Was it a struggle for you specifically, since in essence, The Almost was a solo effort in the beginning?

It was a bit difficult at first because Underoath was such a collaborative band and I almost saw The Almost as my unit. It was my outlet, so I could do what I wanted to do. At first I sort of struggled with the whole thing, but now it’s really natural.

What I like most about your second full-length album, Monster Monster, is the message. You really tapped into the dark side of human nature and innate feelings that everyone has at some point in their lives. Can we expect something similar with the new album?

Our latest album, Fear Inside Our Bones, is mostly about the fact that when kids first start to walk, they get this look on their face when they let go of the couch or whatever they’re holding onto. It’s this fear. I feel like people are innately built to fear that if they let go of their safe place, then they’re exposed. But if people shared those fears and their personal identities, then they could just be who they really are. The whole idea of the record is that we’re designed to expose those fears and talk about who we are. That’s what creates us as people living life together.

In the last 20 years, the music industry has become very plastic. A very “I’ve got it together and have it figured out” frame of mind. But musicians, writers and actors are the same as the common man. If we shared that we all have fears and secret identities, it would create more commonality between everyone.

And I think the fact that you really dig deep into those emotions and that honesty is why people can connect so easily. Is that something you always strive for?

I feel like the more you build a big golden castle out of everything, you’re going to lose people and lose finding out who they really are. The whole idea of this record is to expose reality. We [as an industry] just don’t do that much anymore. The music we remember isn’t half the stuff that plays in the club. Sure, that music is fun to dance to, but in reality, you’re going to remember The Beatles, the Foo Fighters, and the people who ask the hard questions and write the honest things down. And that’s not to discount club music, but I personally want to be a part of those discussion-starting artists.

I also know that your faith is a big part of your life, and that is something that a lot of your fans are familiar with.
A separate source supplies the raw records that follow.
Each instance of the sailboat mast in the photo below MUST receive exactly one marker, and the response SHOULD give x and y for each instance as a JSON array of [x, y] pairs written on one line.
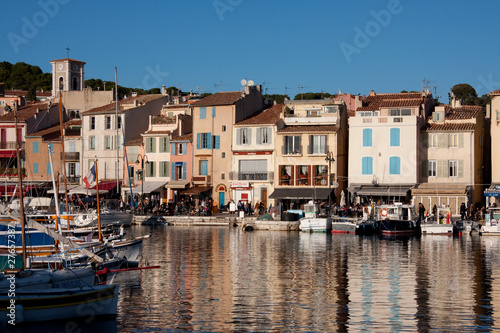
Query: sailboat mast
[[64, 159], [20, 184]]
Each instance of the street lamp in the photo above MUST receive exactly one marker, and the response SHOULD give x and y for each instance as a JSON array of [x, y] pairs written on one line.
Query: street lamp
[[329, 158], [142, 159]]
Would you say there’s an intersection between your music and your faith?

I don’t think there is an intersection. If you’re a person who knows Christ, you have to erase that intersection. I personally believe that we were all made in the image of Him; that’s just a part of who I am. But I’m not saying you should go to malls and say people are going to Hell, because that would just make you an idiot. But you should share who you are with everyone.
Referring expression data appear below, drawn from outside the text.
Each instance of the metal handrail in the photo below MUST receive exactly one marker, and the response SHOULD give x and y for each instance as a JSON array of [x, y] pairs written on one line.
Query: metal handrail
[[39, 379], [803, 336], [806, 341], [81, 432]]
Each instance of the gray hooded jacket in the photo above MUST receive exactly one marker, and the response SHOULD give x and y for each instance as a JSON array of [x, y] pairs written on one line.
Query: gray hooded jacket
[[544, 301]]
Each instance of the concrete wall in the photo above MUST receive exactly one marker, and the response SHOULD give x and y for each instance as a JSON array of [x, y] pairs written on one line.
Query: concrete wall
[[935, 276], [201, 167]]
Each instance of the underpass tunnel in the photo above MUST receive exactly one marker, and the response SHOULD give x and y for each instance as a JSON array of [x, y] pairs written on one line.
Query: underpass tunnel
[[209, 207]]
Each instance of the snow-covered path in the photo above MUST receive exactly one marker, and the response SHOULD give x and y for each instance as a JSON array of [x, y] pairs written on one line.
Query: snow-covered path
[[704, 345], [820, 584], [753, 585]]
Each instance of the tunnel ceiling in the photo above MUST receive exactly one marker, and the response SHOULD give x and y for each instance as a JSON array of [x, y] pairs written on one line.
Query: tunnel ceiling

If you think Jesus Christ is a 100 percent joke, I don’t agree with you, but I would rather you tell me that than lie to me. I don’t believe in an intersection, I believe it’s the same thing. Like you’re talking to me now, and I’m going to be this same person tomorrow. I’m going to be this person to my wife, my family and some kid I meet in Georgia while on tour. If you create an intersection, you’re highlighting the stoplight at the intersection, and I think you’re just being fake. It’s just who I am, what I’m designed to do and I’m blessed that I get to do it.

I think that kind of mentality is why a lot of people respect you.
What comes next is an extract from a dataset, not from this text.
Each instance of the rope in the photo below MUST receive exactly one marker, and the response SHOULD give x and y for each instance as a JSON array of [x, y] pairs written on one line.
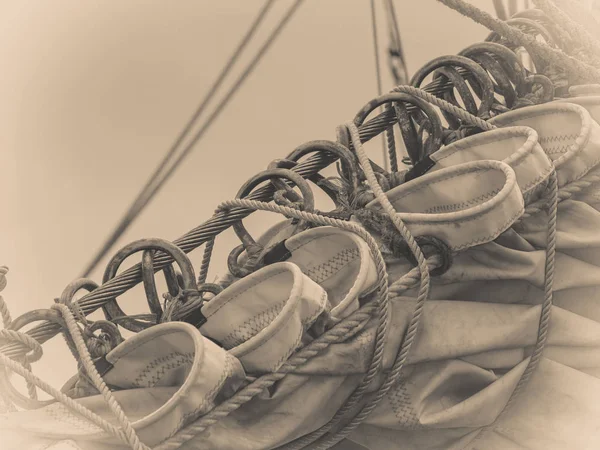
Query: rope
[[577, 68], [150, 189], [422, 295], [536, 355], [336, 334], [500, 9], [446, 106], [581, 15], [577, 32]]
Regardless of where people come from or what they believe, they just want something real. It’s what I believe and who I am, so that’s what I’m going to tell people. I think people know when something’s fake, especially where we are in the music industry. People are getting smarter and they know when someone is putting out a product or speaking something on stage just to sell records or concert tickets. Especially in the circle we’re in. I have to practice what I preach; otherwise they’re going to smell me a mile away.